How much is enough? City attorney Peter Wies argues that the city went to extraordinary lengths to screen the material. At the height of the operation, a crew of about 1,500—including police detectives and FBI agents—painstakingly separated garbage from potential body fragments. "Having lost so many of their colleagues... [the workers] had a very personal stake in the effectiveness of the search," said New York City police inspector James Luongo.

Further, attorneys argue that New York was not obligated to sift any of the material in the first place. "The possibility that the remains of some victims may not have been found," city attorneys said in court filings,"... does not empower this court to order the city of New York to commit tens of millions of taxpayers' dollars to resift and relocate the material."
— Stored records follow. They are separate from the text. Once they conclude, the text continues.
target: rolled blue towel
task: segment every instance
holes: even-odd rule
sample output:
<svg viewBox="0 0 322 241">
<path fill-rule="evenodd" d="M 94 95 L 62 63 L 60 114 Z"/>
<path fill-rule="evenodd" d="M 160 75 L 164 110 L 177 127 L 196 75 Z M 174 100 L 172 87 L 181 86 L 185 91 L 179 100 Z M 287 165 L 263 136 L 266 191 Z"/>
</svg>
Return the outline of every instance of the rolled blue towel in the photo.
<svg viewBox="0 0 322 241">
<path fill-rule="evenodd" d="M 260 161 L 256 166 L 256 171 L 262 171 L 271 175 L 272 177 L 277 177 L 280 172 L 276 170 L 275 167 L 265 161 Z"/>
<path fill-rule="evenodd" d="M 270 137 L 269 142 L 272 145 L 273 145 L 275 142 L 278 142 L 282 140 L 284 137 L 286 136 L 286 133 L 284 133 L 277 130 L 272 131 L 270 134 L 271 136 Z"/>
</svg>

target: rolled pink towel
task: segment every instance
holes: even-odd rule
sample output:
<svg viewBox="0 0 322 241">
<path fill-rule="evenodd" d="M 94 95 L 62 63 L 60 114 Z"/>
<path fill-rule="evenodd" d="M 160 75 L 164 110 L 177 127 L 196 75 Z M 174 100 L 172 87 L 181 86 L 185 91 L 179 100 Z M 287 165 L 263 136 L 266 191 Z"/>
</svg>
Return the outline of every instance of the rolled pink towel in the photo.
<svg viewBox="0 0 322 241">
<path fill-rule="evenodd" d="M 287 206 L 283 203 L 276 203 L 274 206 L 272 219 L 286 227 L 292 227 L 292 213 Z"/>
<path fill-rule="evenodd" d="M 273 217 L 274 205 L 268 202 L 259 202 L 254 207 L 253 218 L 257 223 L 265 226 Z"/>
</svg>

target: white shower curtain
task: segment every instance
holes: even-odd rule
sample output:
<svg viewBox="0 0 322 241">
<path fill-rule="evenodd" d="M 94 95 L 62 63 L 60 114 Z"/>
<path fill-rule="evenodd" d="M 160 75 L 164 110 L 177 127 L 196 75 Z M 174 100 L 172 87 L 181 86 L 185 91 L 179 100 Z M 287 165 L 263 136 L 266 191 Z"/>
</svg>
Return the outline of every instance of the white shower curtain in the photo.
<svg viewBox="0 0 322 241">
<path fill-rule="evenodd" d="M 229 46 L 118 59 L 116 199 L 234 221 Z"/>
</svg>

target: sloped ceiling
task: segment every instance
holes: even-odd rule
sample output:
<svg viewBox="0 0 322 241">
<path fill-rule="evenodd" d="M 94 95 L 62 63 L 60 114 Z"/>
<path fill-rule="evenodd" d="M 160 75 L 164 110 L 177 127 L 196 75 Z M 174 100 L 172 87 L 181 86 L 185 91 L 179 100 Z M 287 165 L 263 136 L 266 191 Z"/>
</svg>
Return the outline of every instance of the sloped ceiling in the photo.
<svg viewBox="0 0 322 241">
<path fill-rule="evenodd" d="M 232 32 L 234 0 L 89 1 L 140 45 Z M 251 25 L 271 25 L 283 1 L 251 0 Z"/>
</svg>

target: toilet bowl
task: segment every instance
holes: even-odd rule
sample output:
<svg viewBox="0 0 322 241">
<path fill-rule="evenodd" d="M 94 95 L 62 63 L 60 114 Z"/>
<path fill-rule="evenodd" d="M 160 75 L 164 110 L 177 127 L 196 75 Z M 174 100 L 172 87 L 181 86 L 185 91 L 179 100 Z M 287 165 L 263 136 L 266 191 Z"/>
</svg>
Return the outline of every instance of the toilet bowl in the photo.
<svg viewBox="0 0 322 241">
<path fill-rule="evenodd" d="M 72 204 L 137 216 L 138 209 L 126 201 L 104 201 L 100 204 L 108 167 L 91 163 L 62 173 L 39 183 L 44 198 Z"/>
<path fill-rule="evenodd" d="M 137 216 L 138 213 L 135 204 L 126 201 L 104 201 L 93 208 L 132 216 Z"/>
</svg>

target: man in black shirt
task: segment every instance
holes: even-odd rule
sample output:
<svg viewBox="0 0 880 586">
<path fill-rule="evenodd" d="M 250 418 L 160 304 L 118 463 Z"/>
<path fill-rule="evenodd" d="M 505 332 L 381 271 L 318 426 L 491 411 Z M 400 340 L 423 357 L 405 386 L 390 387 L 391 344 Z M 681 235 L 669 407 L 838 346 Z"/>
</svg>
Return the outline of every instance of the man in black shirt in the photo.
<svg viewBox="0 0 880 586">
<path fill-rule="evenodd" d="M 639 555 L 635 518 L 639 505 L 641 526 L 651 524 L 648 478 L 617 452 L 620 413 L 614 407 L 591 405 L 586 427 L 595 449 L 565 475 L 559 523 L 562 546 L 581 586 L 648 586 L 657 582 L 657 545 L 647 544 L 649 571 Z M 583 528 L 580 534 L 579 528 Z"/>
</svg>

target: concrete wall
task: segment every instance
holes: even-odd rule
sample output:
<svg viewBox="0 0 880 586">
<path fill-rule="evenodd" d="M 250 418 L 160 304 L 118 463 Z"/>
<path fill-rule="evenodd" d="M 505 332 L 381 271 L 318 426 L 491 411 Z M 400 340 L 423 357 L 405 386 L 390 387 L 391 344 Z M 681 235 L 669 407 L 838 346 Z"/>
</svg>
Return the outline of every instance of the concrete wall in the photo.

Yet Horning is unrelenting. A former high school English teacher from Scotch Plains, N.J., she carries a purse adorned with her son's picture and scolds ground zero vendors for selling photos of the burning trade center. No one has named a specific price for the work that Horning is asking the city to do, but when asked how the city could justify any further expense, she asks another question. "How does Mayor Bloomberg get permission to spend how many millions of taxpayer dollars to fight us?

Bereavement expert Charles A. Guarnaccia, an associate professor of psychology at the University of North Texas, said that because of the horrific circumstances, the families of 9/11 victims would have particular difficulty recovering and a need for the closure of burial. As to whether New York should comply with the families' request, Guarnaccia said, "It depends on how much you want to pay attention to people's psychological needs. It's a judgment call. I know I would find [the decision] personally difficult."